“Me, I don’t talk much…I just cut the hair”
The Man Who Wasn’t There is a Coen Brothers film released in 2001. Shot entirely in black and white in order to enhance the neo-noir style, it follows a small town barber named Ed Crane as he struggles with every problem Joel and Ethan Coen can think to throw at him. Throughout the film Ed has to deal with an alcoholic wife, an affair, multiple deaths, court trials and the mental breakdown of family members, to name but a few, dealing with each in the same silent, chain smoking manner. Lead actor Billy Bob Thornton truly carries the film, providing the narration that ties the story together as well as managing to create an alienated yet ultimately sympathetic lead role in that of Ed Crane, not an easy combination by any means. Stand-out scenes include Ed’s musings on life and the universe, centred around the seemingly unstoppable growth of hair, as well as the court room scene in which Sacramento lawyer Freddy Reidenschneider (played by Tony Shalhoub) constructs a defence that centres on the uncertainty principle and the common man in a masterfully written speech that Crane says “Even had me going“.
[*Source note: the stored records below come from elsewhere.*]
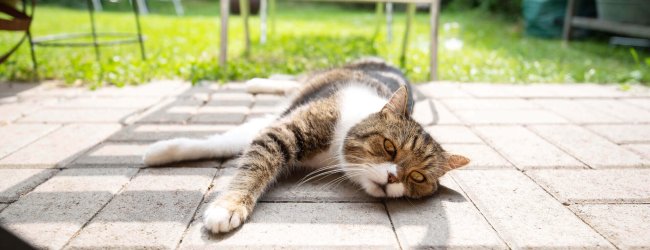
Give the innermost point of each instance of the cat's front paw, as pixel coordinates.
(222, 218)
(160, 153)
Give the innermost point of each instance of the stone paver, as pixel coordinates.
(13, 111)
(626, 133)
(16, 136)
(523, 214)
(59, 147)
(153, 211)
(220, 114)
(577, 112)
(487, 104)
(509, 116)
(64, 115)
(642, 102)
(451, 221)
(107, 102)
(625, 225)
(170, 111)
(157, 132)
(592, 149)
(57, 209)
(231, 99)
(623, 111)
(303, 225)
(443, 115)
(113, 154)
(453, 134)
(525, 149)
(642, 149)
(596, 186)
(17, 182)
(481, 156)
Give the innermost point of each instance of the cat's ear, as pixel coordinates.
(455, 161)
(398, 102)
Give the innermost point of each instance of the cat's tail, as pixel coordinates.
(224, 145)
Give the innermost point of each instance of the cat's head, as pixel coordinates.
(390, 155)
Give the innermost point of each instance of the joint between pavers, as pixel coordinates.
(527, 127)
(99, 210)
(197, 209)
(392, 226)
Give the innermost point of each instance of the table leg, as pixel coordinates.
(433, 60)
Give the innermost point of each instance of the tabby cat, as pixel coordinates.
(355, 120)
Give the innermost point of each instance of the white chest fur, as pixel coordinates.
(355, 104)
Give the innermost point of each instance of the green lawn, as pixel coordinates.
(309, 36)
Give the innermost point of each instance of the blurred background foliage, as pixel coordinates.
(480, 41)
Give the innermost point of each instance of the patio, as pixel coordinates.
(553, 166)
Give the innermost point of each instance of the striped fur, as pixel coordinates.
(355, 119)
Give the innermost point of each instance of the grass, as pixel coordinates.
(308, 37)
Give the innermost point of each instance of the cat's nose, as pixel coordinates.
(392, 178)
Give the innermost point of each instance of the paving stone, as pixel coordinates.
(64, 115)
(303, 225)
(157, 132)
(595, 186)
(113, 154)
(482, 104)
(642, 149)
(59, 147)
(17, 182)
(107, 102)
(591, 149)
(523, 214)
(321, 189)
(442, 90)
(442, 115)
(153, 211)
(170, 111)
(481, 156)
(269, 100)
(13, 111)
(641, 102)
(57, 209)
(624, 133)
(497, 116)
(451, 221)
(525, 149)
(265, 109)
(220, 114)
(16, 136)
(624, 111)
(424, 112)
(11, 89)
(453, 134)
(158, 88)
(625, 225)
(577, 112)
(52, 89)
(231, 99)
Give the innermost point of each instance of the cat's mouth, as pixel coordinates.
(390, 190)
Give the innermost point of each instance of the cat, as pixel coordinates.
(354, 120)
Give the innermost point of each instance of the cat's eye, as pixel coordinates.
(390, 148)
(416, 176)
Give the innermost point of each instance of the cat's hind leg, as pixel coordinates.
(223, 145)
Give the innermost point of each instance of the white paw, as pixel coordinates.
(218, 219)
(160, 153)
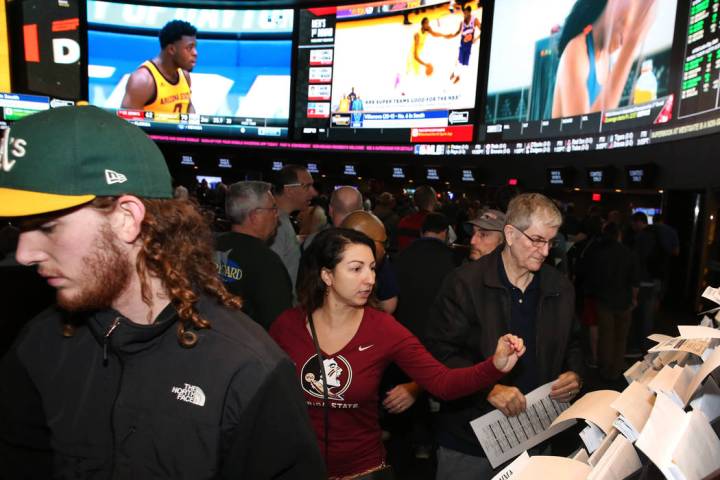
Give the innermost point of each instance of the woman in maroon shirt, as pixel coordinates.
(357, 342)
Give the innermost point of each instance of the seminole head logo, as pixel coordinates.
(337, 372)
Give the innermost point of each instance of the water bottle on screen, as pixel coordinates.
(646, 86)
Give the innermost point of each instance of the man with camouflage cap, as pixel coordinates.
(144, 368)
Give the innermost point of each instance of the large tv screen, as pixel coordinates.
(575, 66)
(388, 71)
(238, 76)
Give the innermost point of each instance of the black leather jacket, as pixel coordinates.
(134, 404)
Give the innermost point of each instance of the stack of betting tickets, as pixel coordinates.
(666, 412)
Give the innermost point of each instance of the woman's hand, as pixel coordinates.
(509, 349)
(401, 397)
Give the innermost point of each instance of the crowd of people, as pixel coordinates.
(262, 330)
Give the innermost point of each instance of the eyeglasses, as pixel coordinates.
(305, 186)
(536, 241)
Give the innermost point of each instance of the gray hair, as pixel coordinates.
(526, 207)
(244, 197)
(346, 199)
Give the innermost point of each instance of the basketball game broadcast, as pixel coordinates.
(394, 59)
(190, 68)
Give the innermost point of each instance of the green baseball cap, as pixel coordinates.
(64, 157)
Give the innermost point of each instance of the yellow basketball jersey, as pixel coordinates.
(169, 97)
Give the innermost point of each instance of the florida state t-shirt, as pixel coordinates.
(353, 375)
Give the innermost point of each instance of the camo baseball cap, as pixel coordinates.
(65, 157)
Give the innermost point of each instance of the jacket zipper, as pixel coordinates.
(106, 338)
(106, 342)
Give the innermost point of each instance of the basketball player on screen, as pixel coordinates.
(163, 83)
(467, 39)
(416, 63)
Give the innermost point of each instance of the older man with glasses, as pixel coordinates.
(245, 262)
(510, 289)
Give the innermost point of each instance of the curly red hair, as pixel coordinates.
(177, 247)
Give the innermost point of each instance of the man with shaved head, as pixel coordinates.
(343, 201)
(386, 283)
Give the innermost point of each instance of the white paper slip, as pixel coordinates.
(598, 454)
(659, 337)
(593, 407)
(503, 438)
(555, 468)
(707, 399)
(698, 331)
(619, 461)
(592, 437)
(636, 370)
(712, 294)
(680, 444)
(634, 406)
(696, 346)
(515, 466)
(581, 455)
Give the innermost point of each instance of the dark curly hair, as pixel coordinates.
(174, 30)
(177, 248)
(325, 251)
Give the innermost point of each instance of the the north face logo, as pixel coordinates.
(112, 177)
(190, 394)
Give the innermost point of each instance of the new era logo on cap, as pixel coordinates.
(112, 177)
(13, 145)
(65, 157)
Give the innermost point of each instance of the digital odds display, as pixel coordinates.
(392, 71)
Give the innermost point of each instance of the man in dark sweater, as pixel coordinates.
(612, 278)
(420, 270)
(511, 289)
(245, 262)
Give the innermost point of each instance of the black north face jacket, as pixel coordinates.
(136, 405)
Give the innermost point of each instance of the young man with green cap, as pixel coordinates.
(145, 368)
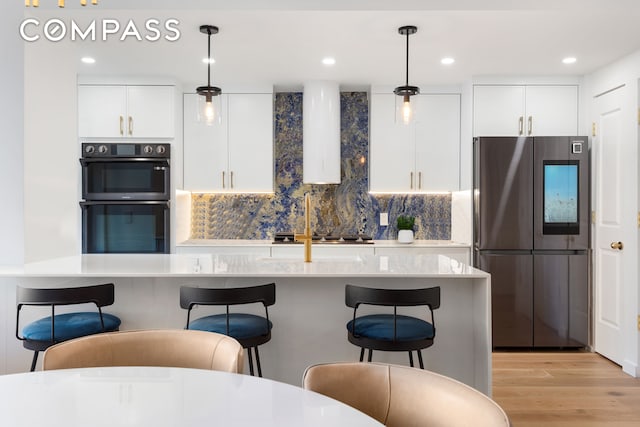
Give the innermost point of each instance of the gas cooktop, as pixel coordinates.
(354, 239)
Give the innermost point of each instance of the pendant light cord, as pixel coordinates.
(407, 62)
(209, 57)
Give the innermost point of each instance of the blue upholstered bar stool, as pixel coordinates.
(43, 333)
(249, 329)
(392, 331)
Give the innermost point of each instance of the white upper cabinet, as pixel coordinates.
(420, 157)
(106, 111)
(514, 110)
(235, 156)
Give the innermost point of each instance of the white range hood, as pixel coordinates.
(321, 133)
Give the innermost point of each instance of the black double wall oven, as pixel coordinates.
(126, 191)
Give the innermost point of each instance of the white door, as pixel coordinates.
(438, 142)
(391, 148)
(102, 111)
(150, 111)
(498, 110)
(205, 149)
(614, 203)
(552, 110)
(251, 142)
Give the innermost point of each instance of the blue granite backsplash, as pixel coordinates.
(345, 208)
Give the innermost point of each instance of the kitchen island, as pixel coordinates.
(309, 316)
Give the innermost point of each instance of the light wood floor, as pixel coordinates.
(565, 389)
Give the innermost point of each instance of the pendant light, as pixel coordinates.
(406, 110)
(209, 99)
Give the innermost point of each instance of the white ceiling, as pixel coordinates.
(282, 42)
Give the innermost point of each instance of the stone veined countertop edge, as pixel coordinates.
(158, 266)
(376, 243)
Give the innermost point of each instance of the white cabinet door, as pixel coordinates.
(125, 111)
(235, 155)
(438, 142)
(251, 167)
(150, 112)
(498, 110)
(102, 111)
(205, 149)
(534, 110)
(391, 148)
(552, 110)
(419, 157)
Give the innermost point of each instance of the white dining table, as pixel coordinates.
(158, 396)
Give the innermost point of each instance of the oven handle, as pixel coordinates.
(124, 202)
(85, 162)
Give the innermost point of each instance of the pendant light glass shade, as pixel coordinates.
(209, 105)
(405, 110)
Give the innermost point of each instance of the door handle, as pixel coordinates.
(520, 125)
(617, 245)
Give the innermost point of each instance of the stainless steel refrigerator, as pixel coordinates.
(531, 232)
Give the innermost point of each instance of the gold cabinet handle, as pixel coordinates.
(617, 245)
(520, 125)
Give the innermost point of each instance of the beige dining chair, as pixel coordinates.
(401, 396)
(168, 347)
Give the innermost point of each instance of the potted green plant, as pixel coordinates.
(405, 228)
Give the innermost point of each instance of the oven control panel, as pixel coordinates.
(143, 150)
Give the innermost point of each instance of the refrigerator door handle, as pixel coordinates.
(617, 245)
(520, 125)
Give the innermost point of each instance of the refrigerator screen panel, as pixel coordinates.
(560, 197)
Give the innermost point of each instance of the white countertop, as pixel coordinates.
(376, 243)
(190, 265)
(158, 396)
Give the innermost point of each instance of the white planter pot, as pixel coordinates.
(405, 236)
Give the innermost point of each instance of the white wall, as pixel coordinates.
(51, 168)
(11, 123)
(11, 169)
(625, 71)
If this review doesn’t seem to focus on a story in any real sense this is because The Man Who Wasn’t There is most definitely one of the Coen Brothers less plot orientated films, with the Brothers content to simply create the cast and let them meander through life as they please. Whilst on paper this looks to be a disastrous move the spellbinding performances of all of the cast members mean that it’s only when the credits roll that you actually realise how little structure there is in the film’s 2 hour running time. This meandering path is also wryly acknowledged by the writers, with Crane saying in one of the final scenes “Pardon me if sometimes I’ve told you more than you wanted to know”. Despite this acknowledgement the film does seem to be elongated, more befitting a 90 minute run time than the 2 hours it is given, but this seems a small complaint in the face of a window into the human condition so gripping that sometimes it seems hard to believe that the characters on screen are not in fact real people, forced to deal with hardships beyond their comprehension.